PostBus, a subsidiary of ÖBB-Personenverkehrs AG, has fixed a serious data exposure vulnerability in one of its online Swiss public transport platforms. ZTF cybersecurity researchers Sven Faßbender, Martin Tschirsich, and Dr André Zilch conducted a penetration test on the Ticketcontrol.ch platform and found that it was vulnerable to attack.
TicketControl is an online service used to manage people who avoid paying their way on public transport. The platform connects to a national register to identify these people. Passengers are also able to upload proof they had a valid ticket at the time of the offense.
IDOR Vulnerabilities
ZTF researchers say the penetration test revealed an insecure direct object reference (IDOR) vulnerability. The data was stored in a way that made it easy to break into and steal information. IDOR vulnerabilities are security issues that happen when you give the application your input. The application can use this information to influence objects like databases and files. If you exploit IDOR flaws, it could mean that you can do something bad to the computer. This will allow other people to take your data or change other things on the computer.

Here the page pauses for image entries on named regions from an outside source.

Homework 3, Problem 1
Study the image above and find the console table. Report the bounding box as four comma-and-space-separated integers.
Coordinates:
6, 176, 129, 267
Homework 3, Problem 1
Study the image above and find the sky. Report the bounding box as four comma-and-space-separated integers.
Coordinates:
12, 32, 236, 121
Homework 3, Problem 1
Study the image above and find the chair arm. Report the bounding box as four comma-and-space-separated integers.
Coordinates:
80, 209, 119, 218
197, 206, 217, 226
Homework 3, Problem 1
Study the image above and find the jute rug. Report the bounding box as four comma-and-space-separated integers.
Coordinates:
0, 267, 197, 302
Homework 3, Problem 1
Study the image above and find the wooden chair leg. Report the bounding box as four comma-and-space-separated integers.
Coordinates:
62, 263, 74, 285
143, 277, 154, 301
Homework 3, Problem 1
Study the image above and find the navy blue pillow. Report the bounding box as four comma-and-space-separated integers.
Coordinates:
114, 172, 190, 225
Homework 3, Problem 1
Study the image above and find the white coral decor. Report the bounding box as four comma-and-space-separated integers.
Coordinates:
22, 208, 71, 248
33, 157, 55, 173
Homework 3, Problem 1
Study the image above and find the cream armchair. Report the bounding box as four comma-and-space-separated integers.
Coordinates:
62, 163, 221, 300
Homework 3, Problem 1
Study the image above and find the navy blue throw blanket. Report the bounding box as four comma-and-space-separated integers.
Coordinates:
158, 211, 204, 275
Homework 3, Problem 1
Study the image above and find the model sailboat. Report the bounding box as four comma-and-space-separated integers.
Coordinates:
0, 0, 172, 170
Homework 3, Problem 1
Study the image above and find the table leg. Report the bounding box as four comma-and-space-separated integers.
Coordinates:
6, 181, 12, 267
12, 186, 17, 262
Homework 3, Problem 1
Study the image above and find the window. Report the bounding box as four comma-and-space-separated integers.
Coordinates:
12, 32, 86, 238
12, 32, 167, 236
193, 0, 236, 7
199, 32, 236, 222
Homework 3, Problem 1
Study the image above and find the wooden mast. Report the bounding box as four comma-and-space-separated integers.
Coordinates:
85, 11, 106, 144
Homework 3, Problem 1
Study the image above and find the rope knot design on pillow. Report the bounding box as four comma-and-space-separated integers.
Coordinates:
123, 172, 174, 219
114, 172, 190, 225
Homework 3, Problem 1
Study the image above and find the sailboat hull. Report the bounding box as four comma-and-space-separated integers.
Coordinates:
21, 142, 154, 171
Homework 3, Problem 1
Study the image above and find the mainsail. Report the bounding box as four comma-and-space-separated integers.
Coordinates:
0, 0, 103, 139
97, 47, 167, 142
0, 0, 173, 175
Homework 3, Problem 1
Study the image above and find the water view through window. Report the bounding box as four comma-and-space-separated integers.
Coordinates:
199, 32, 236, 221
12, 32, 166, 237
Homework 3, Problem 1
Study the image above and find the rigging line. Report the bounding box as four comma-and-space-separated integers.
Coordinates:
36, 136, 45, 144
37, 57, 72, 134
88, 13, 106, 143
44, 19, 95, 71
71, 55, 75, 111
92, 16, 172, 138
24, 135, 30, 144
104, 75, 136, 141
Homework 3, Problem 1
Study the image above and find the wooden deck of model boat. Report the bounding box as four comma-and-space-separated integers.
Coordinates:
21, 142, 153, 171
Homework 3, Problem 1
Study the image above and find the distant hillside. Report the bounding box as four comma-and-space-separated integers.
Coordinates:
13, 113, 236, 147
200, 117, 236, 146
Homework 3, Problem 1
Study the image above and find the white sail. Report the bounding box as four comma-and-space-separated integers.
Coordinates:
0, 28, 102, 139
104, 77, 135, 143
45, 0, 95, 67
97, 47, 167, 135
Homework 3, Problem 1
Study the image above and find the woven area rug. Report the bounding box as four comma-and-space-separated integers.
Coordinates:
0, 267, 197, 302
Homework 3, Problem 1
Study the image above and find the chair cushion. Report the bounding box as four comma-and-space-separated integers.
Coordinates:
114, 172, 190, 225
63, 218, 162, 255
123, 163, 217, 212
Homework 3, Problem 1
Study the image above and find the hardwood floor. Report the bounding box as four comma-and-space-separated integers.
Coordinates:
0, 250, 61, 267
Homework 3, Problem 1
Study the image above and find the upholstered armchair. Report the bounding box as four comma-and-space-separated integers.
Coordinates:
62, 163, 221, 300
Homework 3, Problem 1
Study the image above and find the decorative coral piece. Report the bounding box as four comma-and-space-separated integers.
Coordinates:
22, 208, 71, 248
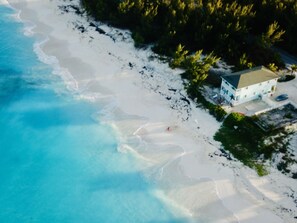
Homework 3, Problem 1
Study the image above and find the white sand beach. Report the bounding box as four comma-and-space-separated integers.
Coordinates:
4, 0, 297, 223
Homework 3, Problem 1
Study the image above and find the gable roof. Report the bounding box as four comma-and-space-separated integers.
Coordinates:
222, 66, 278, 88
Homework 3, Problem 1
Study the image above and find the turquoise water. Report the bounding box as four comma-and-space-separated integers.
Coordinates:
0, 6, 184, 223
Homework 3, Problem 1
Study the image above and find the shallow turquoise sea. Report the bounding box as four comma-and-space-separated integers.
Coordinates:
0, 5, 185, 223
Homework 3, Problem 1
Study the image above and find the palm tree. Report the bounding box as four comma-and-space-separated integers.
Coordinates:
291, 64, 297, 75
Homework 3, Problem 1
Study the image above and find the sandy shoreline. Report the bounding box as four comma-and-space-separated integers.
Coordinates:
2, 0, 297, 223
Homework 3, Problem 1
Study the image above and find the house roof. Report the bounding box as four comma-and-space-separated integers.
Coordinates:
222, 66, 278, 88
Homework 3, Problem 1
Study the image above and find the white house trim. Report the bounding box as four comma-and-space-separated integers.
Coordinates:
220, 66, 278, 105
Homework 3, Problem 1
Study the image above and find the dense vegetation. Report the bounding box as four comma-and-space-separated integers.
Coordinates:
81, 0, 297, 69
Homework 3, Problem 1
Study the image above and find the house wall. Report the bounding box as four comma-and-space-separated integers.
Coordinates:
221, 79, 277, 105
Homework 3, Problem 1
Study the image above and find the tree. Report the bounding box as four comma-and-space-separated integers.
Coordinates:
261, 21, 285, 48
170, 44, 188, 68
291, 64, 297, 75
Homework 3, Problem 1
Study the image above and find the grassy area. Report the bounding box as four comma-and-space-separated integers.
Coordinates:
214, 113, 287, 176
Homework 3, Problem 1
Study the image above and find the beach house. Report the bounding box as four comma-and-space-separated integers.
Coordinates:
220, 66, 278, 105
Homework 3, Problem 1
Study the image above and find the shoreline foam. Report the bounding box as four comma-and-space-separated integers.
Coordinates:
6, 0, 296, 222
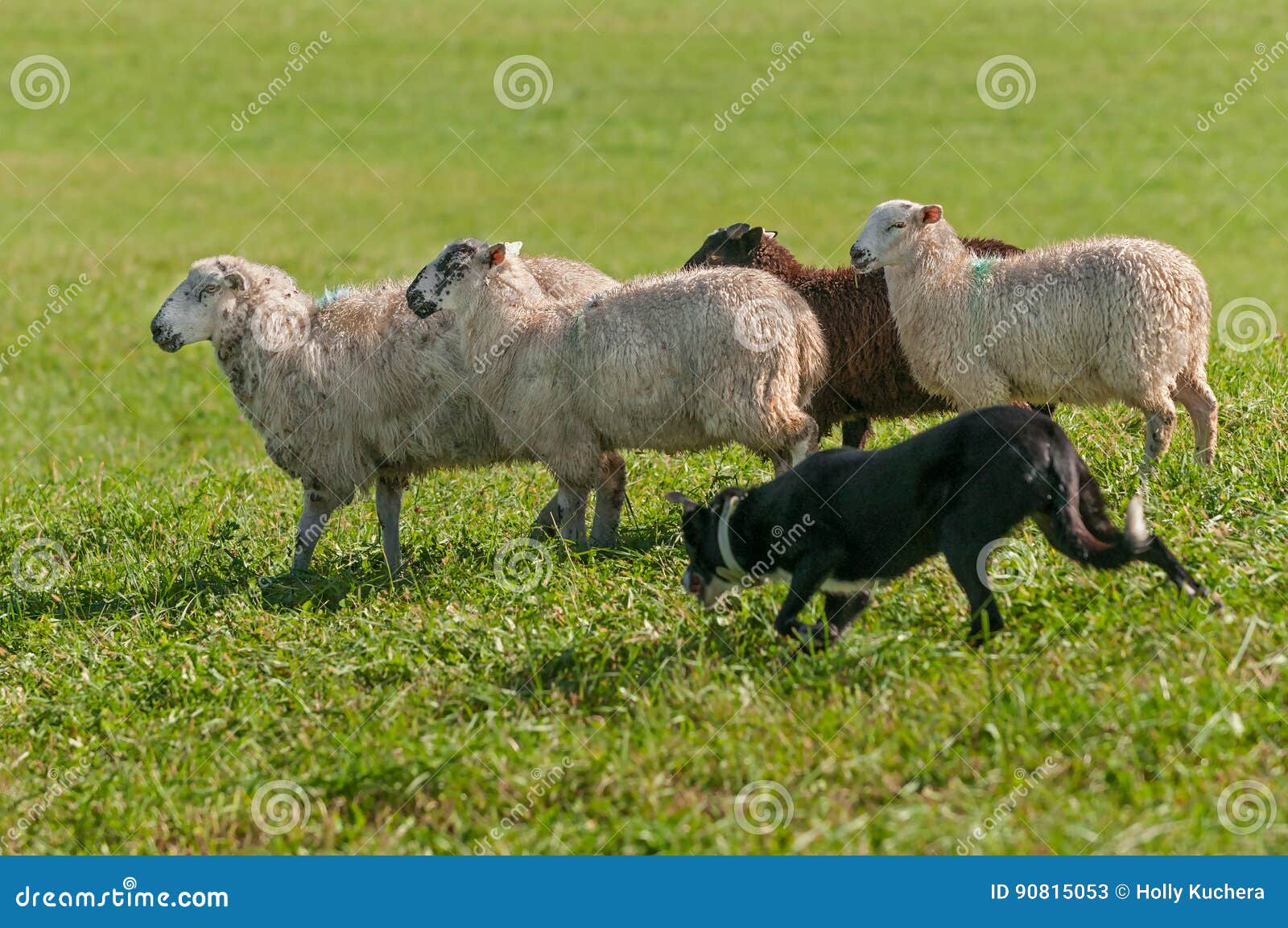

The report says that there was no access control on Ticketcontrol’s path. This allowed people to load things like bad JavaScript code or bad images. If someone had done this, they might have been able to take customer data from the platform. As Faßbender told The Daily Swig, people who used the train or bus without a valid ticket had to upload documents that contained personal information in their application. Since the IDOR vulnerability was exploited, an attacker downloaded those documents. This means that an attacker can impersonate these people by using their personal information if they want.
The Least Privilege Principle
The vulnerability was privately reported to PostBus AG, the Federal Data Protection Commissioner (FDPIC), and the National Center for Cyber Security (NCSC) on January 21, 2022. PostBus confirmed the vulnerability and “immediately remedied” it. Local media outlet SURF reports that 1,776 exposed datasets were deleted after they were fixed. The research team recommended that portals with authorization systems use the least privilege principle before requests are processed.